Адриан с этим определением не согласился. Ничего подобного, он отнюдь не индивидуалист и, безусловно, стоит за коллективное начало.
— Разве что в теории, — заметил Арцт, — и то, делая исключение для Адриана Леверкюна. Ты о молодежи говоришь свысока, словно сам к ней не принадлежишь, и никак не можешь с нею смешаться, ибо где речь идет о смирении, там тебя нет.
— Но в данном случае речь шла не о смирении, — возразил Адриан, — а, напротив, об осознанном жизнеощущении.
Дейчлин предложил дать Леверкюну возможность выговориться до конца.
— Все очень просто, — сказал Адриан. — Сейчас тут в основу была положена мысль, что юноша ближе к природе, чем цивилизованный зрелый человек, — вроде как женщина, которой, по сравнению с мужчиной, приписывается большая близость к природе. Но я с этим не согласен. По моему мнению, молодежь вовсе не состоит в столь дружеском согласии с природой. Скорее она перед ней робеет, чурается ее; к тому, что он сродни природе, человек привыкает лишь с годами и только медленно с этим примиряется. Как раз молодежь, я имею в виду молодежь более высокого полета, скорее страшится родства с природой, презирает природу, с нею враждует. Что называется природой? Леса и луга? Горы, деревья и море, красота пейзажа? По моему мнению, молодежь замечает все это меньше, чем пожилой остепенившийся человек. Юноша не так уж склонен созерцать и наслаждаться природой. Он больше устремлен во внутрь, к духовному, чувственное его отталкивает.
— Quod demonstramus 1, — сказал кто-то, по всей вероятности Дунгерсгейм, — мы странники, лежащие на соломе, завтра отправимся в тюрингские леса, в Эйзенах и Вартбург.
1 Что мы и доказываем (лат.).
— Ты все говоришь: по моему мнению, — заметил еще кто-то. — А хочешь, вероятно, сказать: согласно моему опыту.
— Вы ставите мне в упрек, что я свысока говорю о молодежи и себя от нее отделяю. А теперь я вдруг должен себя ей противопоставить?
— У Леверкюна, — сказал тут Дейчлин, — есть свои соображения относительно молодежи и поры юности, но тем не менее он не отрицает ее специфического жизнеощущения, заслуживающего того, чтобы с ним считались, а это главное.
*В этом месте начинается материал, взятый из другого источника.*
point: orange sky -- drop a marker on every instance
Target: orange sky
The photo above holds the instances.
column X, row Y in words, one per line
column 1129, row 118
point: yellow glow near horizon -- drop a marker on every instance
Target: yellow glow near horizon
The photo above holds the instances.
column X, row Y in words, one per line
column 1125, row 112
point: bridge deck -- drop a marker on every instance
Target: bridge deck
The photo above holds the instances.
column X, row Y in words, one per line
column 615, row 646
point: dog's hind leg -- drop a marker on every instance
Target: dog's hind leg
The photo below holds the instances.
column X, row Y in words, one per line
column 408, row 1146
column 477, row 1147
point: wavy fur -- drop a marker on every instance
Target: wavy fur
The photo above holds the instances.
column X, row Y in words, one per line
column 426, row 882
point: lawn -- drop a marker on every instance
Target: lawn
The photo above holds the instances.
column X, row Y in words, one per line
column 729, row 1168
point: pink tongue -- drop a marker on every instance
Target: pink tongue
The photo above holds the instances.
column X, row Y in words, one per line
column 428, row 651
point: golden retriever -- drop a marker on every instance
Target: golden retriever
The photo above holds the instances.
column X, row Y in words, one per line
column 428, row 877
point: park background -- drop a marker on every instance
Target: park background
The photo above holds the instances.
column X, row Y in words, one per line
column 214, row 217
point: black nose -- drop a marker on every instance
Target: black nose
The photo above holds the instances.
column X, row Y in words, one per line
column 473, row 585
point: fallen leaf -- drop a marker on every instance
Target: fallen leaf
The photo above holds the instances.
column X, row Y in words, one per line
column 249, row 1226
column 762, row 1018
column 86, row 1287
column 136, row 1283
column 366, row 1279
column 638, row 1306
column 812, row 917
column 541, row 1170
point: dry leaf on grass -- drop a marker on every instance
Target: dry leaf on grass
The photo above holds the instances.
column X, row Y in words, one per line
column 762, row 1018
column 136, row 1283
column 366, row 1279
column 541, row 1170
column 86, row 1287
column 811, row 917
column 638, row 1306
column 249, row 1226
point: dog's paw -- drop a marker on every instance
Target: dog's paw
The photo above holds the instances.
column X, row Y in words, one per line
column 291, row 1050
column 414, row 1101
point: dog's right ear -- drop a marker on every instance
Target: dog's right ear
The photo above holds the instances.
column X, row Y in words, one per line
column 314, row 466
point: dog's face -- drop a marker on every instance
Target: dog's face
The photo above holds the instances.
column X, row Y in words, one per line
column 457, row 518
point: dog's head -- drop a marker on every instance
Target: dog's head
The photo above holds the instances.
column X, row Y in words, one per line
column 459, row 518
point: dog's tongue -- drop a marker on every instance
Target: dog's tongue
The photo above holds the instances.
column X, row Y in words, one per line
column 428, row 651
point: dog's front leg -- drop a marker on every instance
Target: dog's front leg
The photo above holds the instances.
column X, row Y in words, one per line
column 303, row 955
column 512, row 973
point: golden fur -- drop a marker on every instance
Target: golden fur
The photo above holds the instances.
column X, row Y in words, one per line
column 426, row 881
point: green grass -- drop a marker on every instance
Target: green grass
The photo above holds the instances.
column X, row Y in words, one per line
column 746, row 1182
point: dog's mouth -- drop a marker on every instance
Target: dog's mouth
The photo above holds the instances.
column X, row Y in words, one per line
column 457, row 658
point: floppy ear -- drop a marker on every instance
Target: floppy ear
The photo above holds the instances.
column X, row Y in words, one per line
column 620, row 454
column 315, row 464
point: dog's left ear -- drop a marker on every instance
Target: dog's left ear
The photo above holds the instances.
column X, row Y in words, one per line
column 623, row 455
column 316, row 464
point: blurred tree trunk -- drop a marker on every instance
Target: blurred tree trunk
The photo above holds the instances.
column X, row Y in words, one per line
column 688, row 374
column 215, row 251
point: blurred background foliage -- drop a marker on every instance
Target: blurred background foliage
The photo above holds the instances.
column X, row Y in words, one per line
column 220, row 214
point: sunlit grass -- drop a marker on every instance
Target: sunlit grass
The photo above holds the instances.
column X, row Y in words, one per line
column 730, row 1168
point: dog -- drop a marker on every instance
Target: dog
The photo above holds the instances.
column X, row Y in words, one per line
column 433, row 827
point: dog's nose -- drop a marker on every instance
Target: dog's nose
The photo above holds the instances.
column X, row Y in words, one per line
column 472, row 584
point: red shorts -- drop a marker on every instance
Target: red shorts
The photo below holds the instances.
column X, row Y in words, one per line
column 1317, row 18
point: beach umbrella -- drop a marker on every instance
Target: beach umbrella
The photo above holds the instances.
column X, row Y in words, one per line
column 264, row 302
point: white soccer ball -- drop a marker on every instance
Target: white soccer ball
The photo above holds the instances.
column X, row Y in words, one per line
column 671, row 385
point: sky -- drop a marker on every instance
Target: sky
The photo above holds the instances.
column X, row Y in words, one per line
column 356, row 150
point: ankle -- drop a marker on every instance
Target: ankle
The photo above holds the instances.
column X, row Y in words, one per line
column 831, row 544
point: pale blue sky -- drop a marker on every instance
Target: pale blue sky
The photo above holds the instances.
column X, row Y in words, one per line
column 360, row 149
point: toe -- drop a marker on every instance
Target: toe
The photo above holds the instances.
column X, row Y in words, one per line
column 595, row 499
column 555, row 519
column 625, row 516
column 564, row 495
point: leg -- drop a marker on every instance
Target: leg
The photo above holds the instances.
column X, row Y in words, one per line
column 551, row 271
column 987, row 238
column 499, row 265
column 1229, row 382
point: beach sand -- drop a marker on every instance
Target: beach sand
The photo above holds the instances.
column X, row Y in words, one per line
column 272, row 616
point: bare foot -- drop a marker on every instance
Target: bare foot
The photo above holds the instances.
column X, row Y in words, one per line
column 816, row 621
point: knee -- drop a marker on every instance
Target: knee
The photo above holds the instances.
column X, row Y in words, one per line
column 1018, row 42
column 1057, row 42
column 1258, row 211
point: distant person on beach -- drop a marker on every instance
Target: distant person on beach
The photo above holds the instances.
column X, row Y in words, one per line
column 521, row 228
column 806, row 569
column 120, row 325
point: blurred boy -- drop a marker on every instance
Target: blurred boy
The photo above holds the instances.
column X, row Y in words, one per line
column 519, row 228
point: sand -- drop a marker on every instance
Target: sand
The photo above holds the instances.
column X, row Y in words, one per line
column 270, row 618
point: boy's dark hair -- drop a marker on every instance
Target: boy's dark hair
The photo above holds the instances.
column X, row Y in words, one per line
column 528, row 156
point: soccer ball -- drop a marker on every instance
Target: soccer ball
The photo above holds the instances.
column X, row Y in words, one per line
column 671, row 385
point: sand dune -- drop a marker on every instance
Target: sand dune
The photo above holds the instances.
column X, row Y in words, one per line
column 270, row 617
Я же возражал против самоистолкования молодежи лишь постольку, поскольку оно разрушает непосредственность жизни. Но, возведенное в степень самосознания, оно повышает интенсивность жизни, и в этом смысле, вернее в этом масштабе, я считаю самоистолкование положительным. Идея юности — это привилегия и преимущество нашего народа, немецкого, другие народы ее почти не знают, самобытный смысл юности им, можно сказать, неизвестен, они удивляются подчеркнуто своеобычному и одобряемому старшими поведению немецкой молодежи, даже ее не принятому в буржуазном обществе костюму. Пусть их! Немецкая молодежь, именно как молодежь, представляет немецкий дух, юный, с великим будущим, — незрелый еще, если хотите, но что с того! Немецкие подвиги всегда совершались в силу такой вот могучей незрелости, недаром же мы народ Реформации. Ведь и она была следствием незрелости. Зрелым был флорентиец времен Возрождения; перед тем как пойти в церковь, он говорил жене: «Ну что ж, воздадим честь этому распространенному заблуждению». Но Лютер был достаточно незрел, достаточно народен, по-немецки народен, чтобы создать новую, очищенную веру. Да и что сталось бы с миром, если бы последнее слово было за «зрелостью»? А так мы с нашей незрелостью подарим ему еще немало обновлений и революций.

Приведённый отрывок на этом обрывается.